What were some of the challenges you faced being a county going through the STAR certification? How did you overcome those challenges?

The STAR certification process surfaced unique considerations that a county faces in being recognized for sustainability actions. Many objectives require applicants to have a certain level of authority or direct jurisdiction, rather than recognizing supporting or coordination roles, for example related to land use zoning or permitting for development. As a county, we frequently play facilitation and support roles that are not well recognized through the STAR certification. Many of those challenges were not overcome, and we simply had to pass over credits that require municipal authorities. As the STAR rating system evolves, we hope to see greater recognition of counties’ unique and different roles in regional governance.

How do you balance the needs of the different jurisdictions in the county when it comes to sustainability support?

The County generally attempts to balance initiatives and support across the jurisdictions, while placing a strong emphasis on ensuring equity and social justice. We typically work with a “coalition of the willing” to advance our joint goals, and make the work open and available to those who might not have the same initial level of commitment or resources. In many cases, we find that guidance, templates, or other internal documents are helpful to others who don’t have dedicated personnel to work on various sustainability issues.

We convene and participate in an array of regional governance processes to stay connected with the governance and policy priorities of our many jurisdictions. Typically, when several jurisdictions have ambitions that align to our policy priorities, we find a way to move forward with a ‘coalition of the willing’. The King County Cities Climate Collaborative is an example of this, and increasingly, our work on Equity and Social Justice. None of the complex sustainability challenges we face end at a jurisdictional boundary, so it makes sense to work shoulder to shoulder with our public, civic, and private sector partners.

Does the county take more of a top-down or partnership approach when working with individual jurisdictions to encourage sustainability in the county?

The county pursues several complementary tactics: it tries to lead by example, it tries to provides services and support for cities efforts, such as supporting local green building programs, and uses a partnership approach, encouraging jurisdictions to participate in different sustainability components based on their interest and resources. Our countywide planning policies, required under the state’s growth management act, sets up a cooperative framework for the county and cities to develop policies and goals – many of which related to sustainability components. The County also may look at incentives where appropriate and available. For example, in 2015, the Executive launched an initiative to create 700 units of permanently affordable workforce housing to help meet regional need, while catalyzing market-rate residential and commercial development near rail stations.
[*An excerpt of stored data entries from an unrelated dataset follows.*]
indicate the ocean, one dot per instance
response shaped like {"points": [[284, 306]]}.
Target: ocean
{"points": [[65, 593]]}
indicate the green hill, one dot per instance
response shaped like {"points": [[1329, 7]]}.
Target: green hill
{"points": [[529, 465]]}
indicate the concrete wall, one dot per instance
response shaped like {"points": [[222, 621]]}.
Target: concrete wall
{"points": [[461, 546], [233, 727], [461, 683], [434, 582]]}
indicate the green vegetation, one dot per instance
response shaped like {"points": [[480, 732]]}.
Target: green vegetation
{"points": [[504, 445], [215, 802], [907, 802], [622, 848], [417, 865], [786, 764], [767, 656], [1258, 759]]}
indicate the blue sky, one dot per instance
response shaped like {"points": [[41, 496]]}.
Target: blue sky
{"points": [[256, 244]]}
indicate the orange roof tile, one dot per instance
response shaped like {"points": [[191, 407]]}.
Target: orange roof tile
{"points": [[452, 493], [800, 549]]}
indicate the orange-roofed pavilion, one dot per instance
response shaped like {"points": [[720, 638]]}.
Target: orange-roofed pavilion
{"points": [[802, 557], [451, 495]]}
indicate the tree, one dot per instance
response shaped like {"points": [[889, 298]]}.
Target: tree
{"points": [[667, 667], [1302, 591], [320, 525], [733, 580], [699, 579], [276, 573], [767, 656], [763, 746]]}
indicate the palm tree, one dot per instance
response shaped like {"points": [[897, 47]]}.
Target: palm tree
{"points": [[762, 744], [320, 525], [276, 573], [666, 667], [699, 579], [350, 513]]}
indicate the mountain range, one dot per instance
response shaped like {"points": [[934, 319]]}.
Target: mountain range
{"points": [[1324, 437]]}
In addition, our region is fortunate to have numerous visionary and progressive leaders who are actively championing sustainable communities. Seattle, Redmond, and Bellevue are just a few of the cities in our county that are sustainability leaders in their own right.

How will King County’s certification inform or aid Executive Dow Constantine’s priority areas: best-run government, equity and social justice, climate change, and regional mobility?

The certification provided validation for many activities the County has conducted towards building a more sustainable community through the Executive’s priority areas. The assessment itself has highlighted areas that will benefit from greater attention under these priorities – and especially areas where we need more robust data.